AMES — Iowa State is exploring construction of a multi-use “arts, culture and community district’ between Hilton Coliseum and Jack Trice Stadium.

The school announced the plan Tuesday, saying athletic director Jamie Pollard and Iowa State Research Park President Rick Sanders will lead a $300,000 feasibility study on the area, which is now mostly a series of parking lots. Iowa State President Wendy Wintersteen transferred oversight of the Iowa State Center, a series of buildings near the basketball coliseum and the football stadium, to the athletic department.

The plan will explore relocating commuter and football game day parking to a new paved parking area east of the stadium, with a pedestrian bridge connecting it to the stadium. Pollard said the space between Hilton and Jack Trice could potentially host a hotel and convention center at some point.

Pollard said it was too early to put a timeline or price tag on the proposed project. But he did note that the work — he likened it to recent renovations at Green Bay’s Lambeau Field, home of the NFL’s Packers — could be done more quickly because Iowa State already owns the land it plans to renovate.

“Dr. Wintersteen is putting in motion the potential for an unbelievable, game-changing (project),” Pollard said. “It has the potential for people to look back on this 20, 30, 40 years from now and go ‘Wow. How did they figure out how to do this?'”

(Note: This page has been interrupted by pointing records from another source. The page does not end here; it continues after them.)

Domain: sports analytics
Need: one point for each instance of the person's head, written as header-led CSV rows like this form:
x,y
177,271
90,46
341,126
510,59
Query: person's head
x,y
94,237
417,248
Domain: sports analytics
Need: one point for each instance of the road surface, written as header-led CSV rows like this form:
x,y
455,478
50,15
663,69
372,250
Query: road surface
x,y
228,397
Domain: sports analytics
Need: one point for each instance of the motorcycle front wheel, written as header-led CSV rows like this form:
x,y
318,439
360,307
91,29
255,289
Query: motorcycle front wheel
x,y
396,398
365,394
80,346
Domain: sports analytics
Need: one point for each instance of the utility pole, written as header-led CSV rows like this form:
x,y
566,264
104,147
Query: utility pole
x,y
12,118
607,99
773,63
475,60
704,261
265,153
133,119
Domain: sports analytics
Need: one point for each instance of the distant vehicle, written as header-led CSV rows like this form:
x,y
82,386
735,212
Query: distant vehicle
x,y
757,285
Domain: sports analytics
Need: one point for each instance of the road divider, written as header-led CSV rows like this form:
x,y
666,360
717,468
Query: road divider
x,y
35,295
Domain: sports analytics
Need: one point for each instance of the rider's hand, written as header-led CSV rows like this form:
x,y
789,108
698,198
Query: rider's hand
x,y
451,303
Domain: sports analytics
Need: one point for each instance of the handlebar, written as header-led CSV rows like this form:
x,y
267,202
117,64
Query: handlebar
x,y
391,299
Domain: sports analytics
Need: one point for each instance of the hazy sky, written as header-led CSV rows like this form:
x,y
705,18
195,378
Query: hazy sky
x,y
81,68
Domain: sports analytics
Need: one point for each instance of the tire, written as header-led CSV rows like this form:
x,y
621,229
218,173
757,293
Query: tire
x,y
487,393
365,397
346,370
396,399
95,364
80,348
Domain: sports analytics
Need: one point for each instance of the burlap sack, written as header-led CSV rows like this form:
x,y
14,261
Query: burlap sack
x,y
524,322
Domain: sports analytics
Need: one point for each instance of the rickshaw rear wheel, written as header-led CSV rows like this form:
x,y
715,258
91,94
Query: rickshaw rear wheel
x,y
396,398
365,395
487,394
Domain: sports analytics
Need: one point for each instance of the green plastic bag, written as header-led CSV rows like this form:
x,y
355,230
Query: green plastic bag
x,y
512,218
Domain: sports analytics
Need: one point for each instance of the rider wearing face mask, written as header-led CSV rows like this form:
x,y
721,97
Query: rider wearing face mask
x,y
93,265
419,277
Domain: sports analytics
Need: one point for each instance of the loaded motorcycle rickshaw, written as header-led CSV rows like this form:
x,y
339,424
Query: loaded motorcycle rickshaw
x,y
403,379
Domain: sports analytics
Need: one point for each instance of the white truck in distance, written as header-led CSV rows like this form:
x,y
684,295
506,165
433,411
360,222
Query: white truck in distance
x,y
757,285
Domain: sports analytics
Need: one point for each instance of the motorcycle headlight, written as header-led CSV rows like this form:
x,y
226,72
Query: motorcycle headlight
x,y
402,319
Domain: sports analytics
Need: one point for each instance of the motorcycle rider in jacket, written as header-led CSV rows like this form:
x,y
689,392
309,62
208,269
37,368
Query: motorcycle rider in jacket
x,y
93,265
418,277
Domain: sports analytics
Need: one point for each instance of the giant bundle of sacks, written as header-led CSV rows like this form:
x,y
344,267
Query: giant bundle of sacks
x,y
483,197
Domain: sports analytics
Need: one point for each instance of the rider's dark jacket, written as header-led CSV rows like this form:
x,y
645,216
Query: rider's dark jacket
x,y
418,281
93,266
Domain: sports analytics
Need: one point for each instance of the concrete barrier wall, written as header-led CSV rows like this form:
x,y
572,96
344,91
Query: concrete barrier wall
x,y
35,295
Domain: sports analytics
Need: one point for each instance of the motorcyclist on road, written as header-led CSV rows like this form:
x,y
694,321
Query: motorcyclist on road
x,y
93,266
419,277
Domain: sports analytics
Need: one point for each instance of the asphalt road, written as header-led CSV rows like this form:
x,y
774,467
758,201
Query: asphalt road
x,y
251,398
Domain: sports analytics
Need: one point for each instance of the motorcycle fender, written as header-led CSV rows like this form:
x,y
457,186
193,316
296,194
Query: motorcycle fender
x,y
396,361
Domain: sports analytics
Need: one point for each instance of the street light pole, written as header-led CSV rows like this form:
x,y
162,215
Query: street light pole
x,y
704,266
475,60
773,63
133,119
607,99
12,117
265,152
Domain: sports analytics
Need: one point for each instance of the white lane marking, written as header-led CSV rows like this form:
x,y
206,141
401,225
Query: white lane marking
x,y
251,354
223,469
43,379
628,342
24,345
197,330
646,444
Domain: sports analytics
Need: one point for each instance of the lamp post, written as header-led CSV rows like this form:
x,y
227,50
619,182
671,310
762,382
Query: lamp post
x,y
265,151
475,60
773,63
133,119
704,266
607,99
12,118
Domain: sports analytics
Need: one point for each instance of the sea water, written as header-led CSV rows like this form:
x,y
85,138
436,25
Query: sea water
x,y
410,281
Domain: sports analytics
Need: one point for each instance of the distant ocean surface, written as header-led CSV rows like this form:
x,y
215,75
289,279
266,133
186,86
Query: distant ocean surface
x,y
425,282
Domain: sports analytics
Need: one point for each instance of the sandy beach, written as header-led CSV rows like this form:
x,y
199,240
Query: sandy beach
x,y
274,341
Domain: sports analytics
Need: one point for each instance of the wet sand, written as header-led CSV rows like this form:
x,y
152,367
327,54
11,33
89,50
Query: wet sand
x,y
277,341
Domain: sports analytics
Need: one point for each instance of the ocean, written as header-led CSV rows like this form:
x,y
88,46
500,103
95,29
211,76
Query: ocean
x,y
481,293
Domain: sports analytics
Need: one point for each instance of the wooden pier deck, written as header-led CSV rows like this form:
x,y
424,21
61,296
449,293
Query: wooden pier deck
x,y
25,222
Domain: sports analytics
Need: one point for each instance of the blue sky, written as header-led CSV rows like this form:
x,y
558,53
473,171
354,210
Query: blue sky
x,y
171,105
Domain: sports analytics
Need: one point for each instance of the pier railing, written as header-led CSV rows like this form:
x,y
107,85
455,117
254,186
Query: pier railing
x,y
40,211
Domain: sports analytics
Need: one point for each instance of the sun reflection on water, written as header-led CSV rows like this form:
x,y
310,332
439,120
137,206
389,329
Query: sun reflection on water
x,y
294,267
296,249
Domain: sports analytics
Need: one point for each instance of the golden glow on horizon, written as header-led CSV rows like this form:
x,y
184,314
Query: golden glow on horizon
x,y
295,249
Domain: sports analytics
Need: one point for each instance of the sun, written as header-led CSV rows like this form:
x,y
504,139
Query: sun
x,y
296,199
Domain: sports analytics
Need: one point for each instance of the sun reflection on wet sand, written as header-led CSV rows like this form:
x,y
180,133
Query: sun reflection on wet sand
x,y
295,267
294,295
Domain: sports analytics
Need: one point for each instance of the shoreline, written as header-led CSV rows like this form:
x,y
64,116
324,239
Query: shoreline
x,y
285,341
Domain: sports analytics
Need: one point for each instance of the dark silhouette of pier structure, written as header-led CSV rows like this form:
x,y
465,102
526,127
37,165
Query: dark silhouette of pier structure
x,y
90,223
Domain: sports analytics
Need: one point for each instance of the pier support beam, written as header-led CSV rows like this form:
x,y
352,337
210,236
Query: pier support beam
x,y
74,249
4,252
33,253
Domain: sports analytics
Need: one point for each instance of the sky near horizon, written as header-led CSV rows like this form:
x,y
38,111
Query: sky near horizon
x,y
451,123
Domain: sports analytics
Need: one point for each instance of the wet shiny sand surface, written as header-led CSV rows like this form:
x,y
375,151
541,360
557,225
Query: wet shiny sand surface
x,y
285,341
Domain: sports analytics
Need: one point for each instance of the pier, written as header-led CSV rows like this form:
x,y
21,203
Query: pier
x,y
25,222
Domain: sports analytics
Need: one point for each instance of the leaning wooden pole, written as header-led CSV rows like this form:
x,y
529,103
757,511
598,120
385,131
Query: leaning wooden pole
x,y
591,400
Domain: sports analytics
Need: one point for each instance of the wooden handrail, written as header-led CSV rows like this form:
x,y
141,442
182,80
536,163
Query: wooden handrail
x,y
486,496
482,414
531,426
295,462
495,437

The plans represent the most ambitious project yet in a wave of recent ones surrounding Iowa State athletics.

The Cyclones enclosed the south end zone at Jack Trice with new seating and a large sports bar in a $60 million project before the 2015 season. Construction is also under way to expand the football facility and add a revamped entrance adjacent to the north end zone.

Iowa State announced in February that it is planning a $25 million renovation to Hilton that will expand the concourses, add additional concourses and improve the exterior lighting. That work, which Pollard said is “on pause” until the Cyclones can figure out how the acquisition of the Iowa State Center could affect that project, will be funded by the athletic department. The Cyclones also spent $2 million in 2013 to build a golf facility.

“This isn’t your father’s athletics department,” Pollard said. “This athletics department has a bold vision for where we want to go. This vision is to be the absolute best athletics program in the nation. To do that, we have to act and behave like the programs we are aspiring to compete with.”